A 1997 Moutai for a Unicorn Allocation? Report lifts lid on China’s quota scramble
A fundraising frenzy in “future industries”
A Chinese business publication has detailed a fevered rush by investors to secure allocations in a hot “future industry” unicorn, reportedly offering gifts and accepting steep fees to get in. Huxiu (虎嗅) reports that the company—unnamed in the piece—was rumored to have an A-shares (A股) “green channel” for a fast domestic listing. The result? A mid-deal valuation jump from 8 billion yuan to 10 billion yuan (roughly $1.1–$1.4 billion), despite the startup posting about 300 million yuan in revenue and a 200 million yuan loss last year. Is this discipline, or a dash for exits?
Policy backdrop and why it matters
Beijing has urged more domestic listings by “hard tech” and “future industry” firms, while the China Securities Regulatory Commission (CSRC, 中国证监会) has promoted a registration-based IPO regime and selective support for strategically important sectors. US export controls and broader geopolitical tensions have also pushed capital toward homegrown technologies and supply chain upgrades, heightening scarcity value for perceived winners. Against that backdrop, rumors of fast-track IPO treatment can supercharge demand—regardless of fundamentals.
Inside the deal mechanics
According to Huxiu, the company’s board secretary told one prospective investor that “more than 100 institutions” were vying for quota, and that “many” were willing to provide “benefits” to secure an allocation. One investor, agreeing to commit 100 million yuan, was presented with a special purpose vehicle (SPV) structure carrying a 20% performance fee—effectively fund-like “carry”—despite earlier expectations of a direct deal. The investor reportedly accepted the SPV terms and discussed handling a “personal benefit” for the executive separately. In a striking detail emblematic of China’s gift-giving culture, a bottle of 1997 Kweichow Moutai (贵州茅台) was reportedly deployed to help close the allocation.

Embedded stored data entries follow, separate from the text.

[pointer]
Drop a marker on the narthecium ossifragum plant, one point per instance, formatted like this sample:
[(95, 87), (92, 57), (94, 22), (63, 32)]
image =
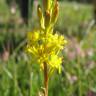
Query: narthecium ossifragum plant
[(43, 45)]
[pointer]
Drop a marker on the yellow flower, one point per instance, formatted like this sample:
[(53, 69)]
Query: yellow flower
[(55, 62), (42, 44)]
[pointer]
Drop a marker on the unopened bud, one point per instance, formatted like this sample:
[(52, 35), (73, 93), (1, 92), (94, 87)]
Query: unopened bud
[(39, 12), (47, 18), (55, 13)]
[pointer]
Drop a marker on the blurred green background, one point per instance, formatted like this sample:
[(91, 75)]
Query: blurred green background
[(18, 77)]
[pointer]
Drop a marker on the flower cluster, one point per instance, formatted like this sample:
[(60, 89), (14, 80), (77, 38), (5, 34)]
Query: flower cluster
[(43, 44)]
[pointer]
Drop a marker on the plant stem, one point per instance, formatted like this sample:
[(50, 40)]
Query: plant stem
[(45, 79)]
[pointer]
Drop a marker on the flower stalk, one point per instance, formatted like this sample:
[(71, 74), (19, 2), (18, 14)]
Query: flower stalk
[(45, 79), (43, 45)]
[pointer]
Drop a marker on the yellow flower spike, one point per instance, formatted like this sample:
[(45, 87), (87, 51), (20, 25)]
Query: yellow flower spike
[(55, 13), (47, 4), (40, 16)]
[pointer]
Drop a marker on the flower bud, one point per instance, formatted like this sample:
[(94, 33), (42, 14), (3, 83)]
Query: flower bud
[(40, 16), (55, 13), (47, 18)]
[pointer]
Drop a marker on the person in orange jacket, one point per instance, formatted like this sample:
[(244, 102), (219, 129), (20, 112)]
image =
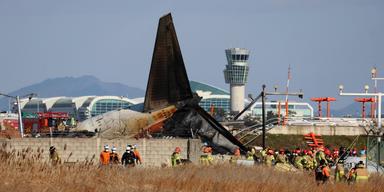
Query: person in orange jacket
[(105, 156), (137, 154)]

Risks for investors—and compliance red flags
The episode spotlights fee stacking and governance risk at the height of China’s tech dealmaking, where access can trump economics. Layering a 20% carry onto a primary allocation may dilute limited-partner returns, while side arrangements invite scrutiny amid an ongoing anti-corruption drive that explicitly targets off-book favors and luxury gifts. Ultimately, even if an A-share listing materializes, can a 10 billion yuan entry price deliver? In a market still feeling the chill of tighter regulation and uneven exits, the scramble for “green channel” deals may say more about scarcity and signaling than about value.